Hey there, time traveller!
This article was published 28/3/2012 (1711 days ago), so information in it may no longer be current.
Winnipeg may review its ban on urban beekeeping in light of concerns a significant number of honeybees are dying.
Next week, council's protection and community services committee will discuss a recommendation that calls on Winnipeg to examine whether its existing bylaw could be changed to allow people to keep honeybees within city limits.
Beekeeping is restricted under the exotic animal bylaw, which does not allow Winnipeg residents to keep things such as venomous snakes, monkeys, sheep, horses or other animals that could be a nuisance in a city.
Apiaries are not allowed in commercial or residential neighbourhoods, and bees can only be housed on urban areas zoned for agriculture, such as the University of Manitoba agricultural research field.
Coun. Jenny Gerbasi (Fort Rouge) called for the exotic animal bylaw review at a recent city centre community committee meeting. Gerbasi is out of the country and could not be reached for comment but Coun. John Orlikow (River Heights) said in an email that bees are critical to the ecosystem and their populations are in serious decline.
Manitoba beekeepers have said in recent years they've lost about 30 per cent of their bees every year, in part due to a parasitic pest and bees' weakened immune systems. Bees help pollinate everything from blueberries and canola crops to backyard gardens and flowers and contribute about $1 billion to the Canadian economy every year.
"For the past three years, we've had significant losses over winter," Manitoba Beekeepers' Association secretary Jim Campbell said. "Bees are dying."
Campbell said part of the reason more bees are dying is the migration of the varroa mite, which attacks honeybees. The pest first spread from bees in Asia and Europe to the U.S. in the mid-1980s. Campbell said the mite attaches to bees and feeds on them, which weakens their immune systems and makes them more susceptible to other diseases.
Chemical pesticides have also had an impact, he said.
Industries that rely on pollination -- such as almond producers in California -- have had trouble finding enough bees to help grow their crops, Campbell said.

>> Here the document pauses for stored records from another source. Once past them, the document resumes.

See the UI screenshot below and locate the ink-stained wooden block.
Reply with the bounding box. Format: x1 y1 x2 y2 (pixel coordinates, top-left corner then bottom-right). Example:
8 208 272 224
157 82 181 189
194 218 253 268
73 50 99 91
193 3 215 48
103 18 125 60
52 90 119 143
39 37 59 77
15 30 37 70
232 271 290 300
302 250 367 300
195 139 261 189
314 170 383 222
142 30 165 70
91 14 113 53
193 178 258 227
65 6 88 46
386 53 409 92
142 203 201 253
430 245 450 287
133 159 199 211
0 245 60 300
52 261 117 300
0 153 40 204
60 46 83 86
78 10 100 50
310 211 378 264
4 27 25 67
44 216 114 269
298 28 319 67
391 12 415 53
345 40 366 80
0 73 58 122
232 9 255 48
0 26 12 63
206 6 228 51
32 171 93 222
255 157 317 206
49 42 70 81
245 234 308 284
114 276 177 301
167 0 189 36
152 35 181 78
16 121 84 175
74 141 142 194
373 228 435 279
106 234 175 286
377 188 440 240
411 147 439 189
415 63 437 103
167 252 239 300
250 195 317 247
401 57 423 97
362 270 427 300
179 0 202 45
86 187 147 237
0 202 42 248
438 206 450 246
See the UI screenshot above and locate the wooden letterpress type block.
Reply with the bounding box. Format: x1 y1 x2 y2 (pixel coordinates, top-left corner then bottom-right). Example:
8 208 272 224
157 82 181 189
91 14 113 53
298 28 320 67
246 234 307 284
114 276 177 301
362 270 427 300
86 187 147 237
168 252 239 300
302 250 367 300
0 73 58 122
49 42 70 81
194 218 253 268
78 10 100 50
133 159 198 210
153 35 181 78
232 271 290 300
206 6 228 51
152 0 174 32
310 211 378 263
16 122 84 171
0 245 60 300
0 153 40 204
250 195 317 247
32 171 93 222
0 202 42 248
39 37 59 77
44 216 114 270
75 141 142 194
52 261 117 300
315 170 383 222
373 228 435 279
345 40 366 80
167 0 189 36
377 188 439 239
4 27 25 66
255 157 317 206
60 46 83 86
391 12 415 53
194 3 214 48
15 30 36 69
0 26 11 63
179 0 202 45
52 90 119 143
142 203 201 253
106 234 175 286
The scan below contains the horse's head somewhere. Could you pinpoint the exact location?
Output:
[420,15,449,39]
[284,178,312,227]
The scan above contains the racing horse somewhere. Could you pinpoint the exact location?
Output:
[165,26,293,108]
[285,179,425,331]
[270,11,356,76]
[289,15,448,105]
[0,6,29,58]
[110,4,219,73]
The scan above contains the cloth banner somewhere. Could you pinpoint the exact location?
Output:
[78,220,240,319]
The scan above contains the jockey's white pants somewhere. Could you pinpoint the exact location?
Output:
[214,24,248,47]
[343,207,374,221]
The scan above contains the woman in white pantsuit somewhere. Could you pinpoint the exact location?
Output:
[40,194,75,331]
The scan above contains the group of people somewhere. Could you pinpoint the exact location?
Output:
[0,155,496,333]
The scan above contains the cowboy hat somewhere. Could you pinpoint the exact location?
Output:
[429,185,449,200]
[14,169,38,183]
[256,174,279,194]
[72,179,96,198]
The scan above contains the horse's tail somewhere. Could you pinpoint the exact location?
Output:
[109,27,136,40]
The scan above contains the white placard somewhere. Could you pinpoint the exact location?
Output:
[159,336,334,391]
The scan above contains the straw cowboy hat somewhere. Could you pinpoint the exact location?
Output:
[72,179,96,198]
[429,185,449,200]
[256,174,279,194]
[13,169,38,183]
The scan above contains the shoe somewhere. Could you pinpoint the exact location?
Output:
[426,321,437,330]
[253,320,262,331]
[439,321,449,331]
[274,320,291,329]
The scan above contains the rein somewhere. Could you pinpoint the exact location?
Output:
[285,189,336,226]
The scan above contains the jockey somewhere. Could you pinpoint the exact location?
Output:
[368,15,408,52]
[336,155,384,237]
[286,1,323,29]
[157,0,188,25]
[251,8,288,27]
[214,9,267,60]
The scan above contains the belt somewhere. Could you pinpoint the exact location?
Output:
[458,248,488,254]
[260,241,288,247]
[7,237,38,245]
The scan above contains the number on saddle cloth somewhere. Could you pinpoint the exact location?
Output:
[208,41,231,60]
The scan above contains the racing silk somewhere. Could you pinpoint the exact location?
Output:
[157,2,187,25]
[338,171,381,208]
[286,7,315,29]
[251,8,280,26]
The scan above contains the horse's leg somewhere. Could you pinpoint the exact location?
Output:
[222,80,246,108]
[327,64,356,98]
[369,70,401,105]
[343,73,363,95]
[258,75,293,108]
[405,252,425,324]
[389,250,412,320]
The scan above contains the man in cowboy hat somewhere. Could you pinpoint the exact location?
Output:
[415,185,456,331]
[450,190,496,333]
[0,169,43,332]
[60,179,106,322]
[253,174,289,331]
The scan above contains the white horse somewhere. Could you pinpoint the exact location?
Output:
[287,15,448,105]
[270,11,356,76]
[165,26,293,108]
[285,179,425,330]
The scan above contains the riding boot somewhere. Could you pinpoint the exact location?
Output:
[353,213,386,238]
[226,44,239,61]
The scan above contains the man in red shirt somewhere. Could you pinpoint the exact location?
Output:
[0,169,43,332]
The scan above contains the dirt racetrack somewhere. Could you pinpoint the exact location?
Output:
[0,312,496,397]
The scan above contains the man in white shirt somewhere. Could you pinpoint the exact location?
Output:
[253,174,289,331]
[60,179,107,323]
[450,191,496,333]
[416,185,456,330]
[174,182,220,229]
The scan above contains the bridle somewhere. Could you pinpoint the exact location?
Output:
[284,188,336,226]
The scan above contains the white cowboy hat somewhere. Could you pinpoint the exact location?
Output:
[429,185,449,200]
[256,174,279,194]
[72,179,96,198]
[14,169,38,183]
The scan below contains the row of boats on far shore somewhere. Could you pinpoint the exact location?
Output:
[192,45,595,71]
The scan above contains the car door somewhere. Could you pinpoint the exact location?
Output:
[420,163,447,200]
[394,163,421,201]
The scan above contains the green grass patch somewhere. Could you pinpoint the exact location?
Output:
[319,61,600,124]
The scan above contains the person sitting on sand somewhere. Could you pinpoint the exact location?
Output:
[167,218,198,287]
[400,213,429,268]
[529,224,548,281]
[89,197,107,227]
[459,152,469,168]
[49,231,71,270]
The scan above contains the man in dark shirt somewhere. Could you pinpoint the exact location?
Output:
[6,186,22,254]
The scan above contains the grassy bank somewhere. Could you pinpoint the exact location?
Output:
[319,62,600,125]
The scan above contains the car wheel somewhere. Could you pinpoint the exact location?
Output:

Alberta has brought in bees from elsewhere in Canada to pollinate canola fields and a New Brunswick blueberry grower recently sought Manitoba bees to pollinate fruit crops on the east coast, he said.
Last year, the average Manitoba bee colony lost 34 per cent of its bees over winter.
U of M entomologist Rob Currie said the average bee loss was between five and 15 per cent before the mite arrived.
Other cities, such as Vancouver, have amended their bylaws to allow urban beekeeping to boost the bee population, Currie said. Doing so in Winnipeg would be a positive step and would help pollinate plants within the city, he said.
The City of Vancouver stipulates residents may only keep two beehives and must ensure a six-foot-high fence or hedge surrounds their property. That ensures the bees' flight paths don't interfere with people, Currie said.
"I think it would be a positive thing," he said. "I think some people may have fears associated with bees but for the most part, there shouldn't be any major concern."